正在这揽镜自伤呢,李亚男连门都没敲就进来了。转脸就看到卫生间里男人的鸟样子,一下有些不习惯,假装没有发现,走过卫生间坐在另一张床上,还欲盖弥彰的说,「你不是上大号吧,快出来聊会。」
任凯叹了口气,洗了把脸。戴了眼镜出去躺在女孩对面的床上。把被子拽开,盖在身上,对女孩说,「女孩子,矜持一些比较好,你说你门都不敲一下,万一我刚洗了澡没穿衣服呢。
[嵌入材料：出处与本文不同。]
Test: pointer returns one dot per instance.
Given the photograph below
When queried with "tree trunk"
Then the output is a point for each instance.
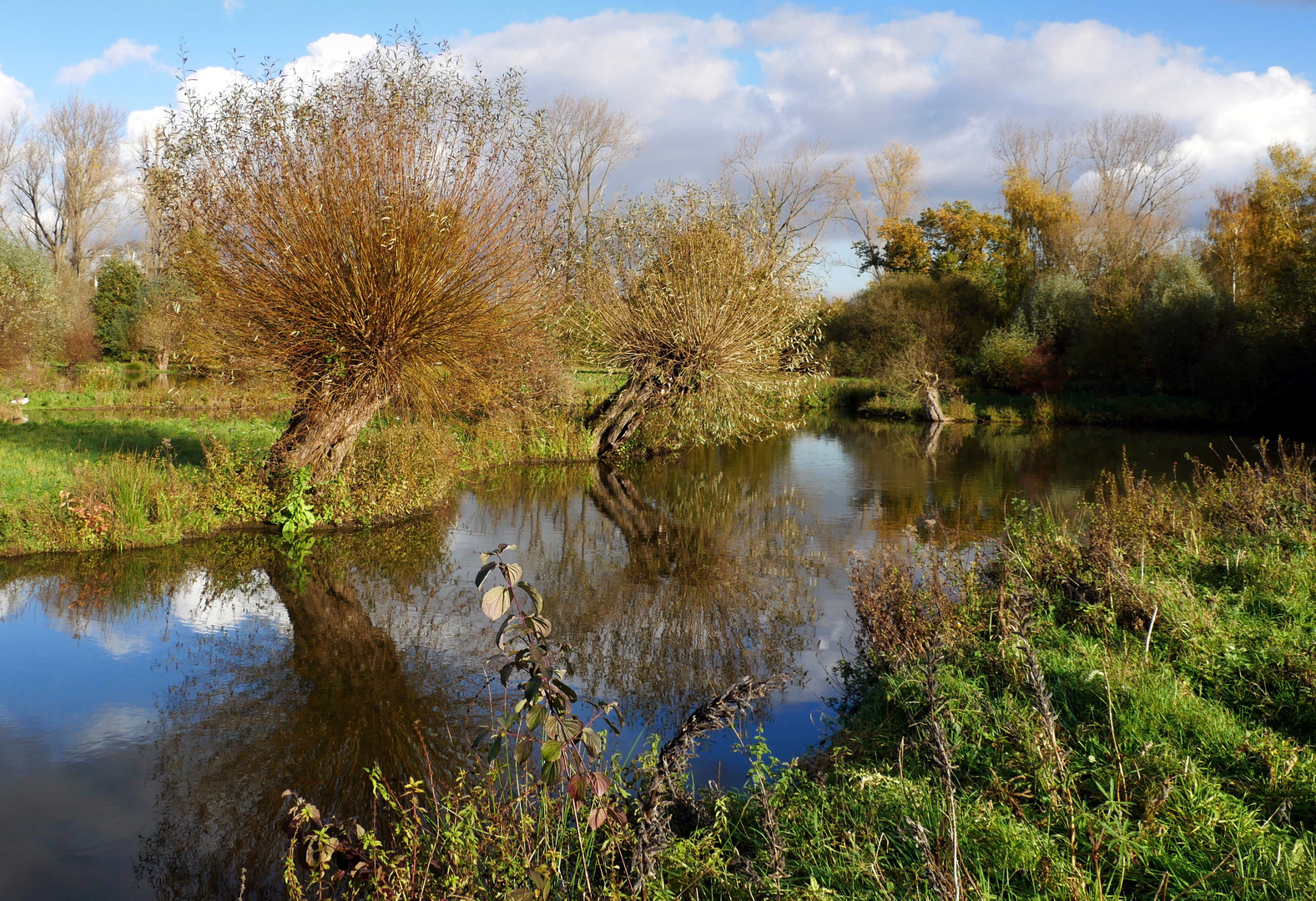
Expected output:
(932, 404)
(323, 435)
(618, 416)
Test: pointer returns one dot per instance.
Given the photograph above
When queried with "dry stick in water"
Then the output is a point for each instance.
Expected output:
(718, 713)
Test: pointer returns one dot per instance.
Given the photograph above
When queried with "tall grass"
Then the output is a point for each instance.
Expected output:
(1119, 705)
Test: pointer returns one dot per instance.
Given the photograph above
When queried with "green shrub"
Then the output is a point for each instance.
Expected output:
(32, 319)
(118, 303)
(950, 315)
(1003, 354)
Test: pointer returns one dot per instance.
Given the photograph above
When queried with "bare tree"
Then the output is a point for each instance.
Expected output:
(898, 183)
(1140, 169)
(895, 175)
(794, 200)
(691, 300)
(11, 130)
(1046, 154)
(584, 143)
(68, 182)
(365, 239)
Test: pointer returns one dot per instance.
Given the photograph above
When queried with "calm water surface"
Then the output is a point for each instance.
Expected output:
(153, 705)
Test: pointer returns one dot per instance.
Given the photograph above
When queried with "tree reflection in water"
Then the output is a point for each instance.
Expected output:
(672, 579)
(364, 675)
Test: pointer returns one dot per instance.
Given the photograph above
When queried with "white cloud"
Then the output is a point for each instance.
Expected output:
(330, 56)
(120, 53)
(936, 80)
(13, 95)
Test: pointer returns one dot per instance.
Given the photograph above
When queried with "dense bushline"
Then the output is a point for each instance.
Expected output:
(1087, 289)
」
「那如何了,我又不吃亏。」女孩看出男人的心情不好,善意的开起玩笑。
「呵呵,」男人无奈的笑笑,「大入夜后来,不是专门看我的洋相吧。」
光影交错间,时间缓缓流动。
「我和玫玫想请你喝酒,然后聊聊。」女孩想了想还是说了实话。
「今日不行,我有些高反,明日我们去羊茸哈德,你们倘若不急着回川都,在那我们可以好好喝一顿。」任凯拒绝了,而且他也摸不透赵玫玫想干什么,他不想冒险,但他也想看看女孩的用意,或者是佟京生的用意。
不要以为他好像几次都胜过佟京生一筹,其实,他清楚,那是因为他本来就不是对方的目标,况且人家明显手下留有余地。即便这样,他每次交手过后,还是感到心力交瘁。能近距离观察一下对方的人,对下一步怎么走也算有个参考。
「好啊。羊茸哈德我去过,是藏寨。挺不错,有篝火歌舞哦。」女孩没有深想,随口同意。这让男人有些惭愧,自己这样是不是有些利用跟前这个善良女孩的嫌疑。